StaatsZeitung, Nr. 6/2012 - Staatsanzeiger für Rheinland-Pfalz
Der Landtag - Nachrichten und Berichte, 13. Februar 2012

Wege aus dem Analphabetismus zeigen

vhs-Verbandsvorsitzender Mertes und Ministerin Ahnen empfangen ehemalige Analphabeten


Mehr als 14 Prozent der erwerbsfähigen Bevölkerung in Deutschland (18-64 Jahre) gelten als funktionale Analphabet/-innen. Das entspricht einer Größenordnung von 7,5 Millionen Menschen. Die Volkshochschulen, die seit über 30 Jahren professionelle Anbieter von Alphabetisierungskursen sind, bieten diesen Menschen eine 2. Chance.

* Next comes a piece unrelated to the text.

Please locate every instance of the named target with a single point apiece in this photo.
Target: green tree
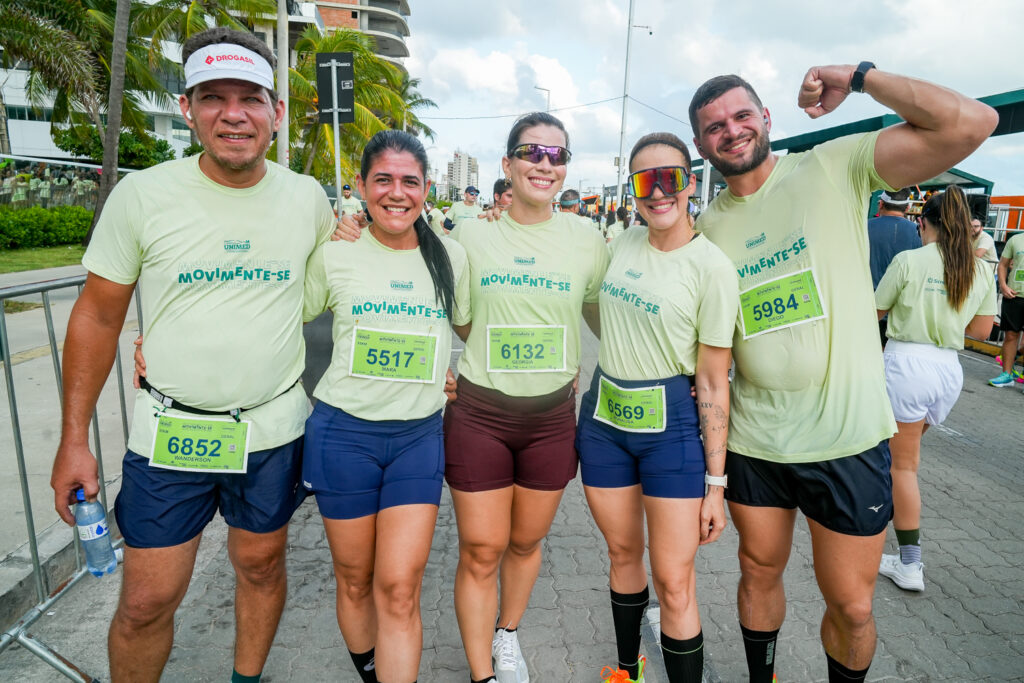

Sechs Alpha-Expertinnen und -Experten - ehemals Betroffene aus der "Selbsthilfegruppe Analphabeten Ludwigshafen" und jetzt Multiplikatoren in der Öffentlichkeit - haben Bildungsministerin Doris Ahnen und dem Vorsitzenden des vhs-Verbandes, Landtagspräsident Joachim Mertes, je einen Alpha-Koffer überreicht.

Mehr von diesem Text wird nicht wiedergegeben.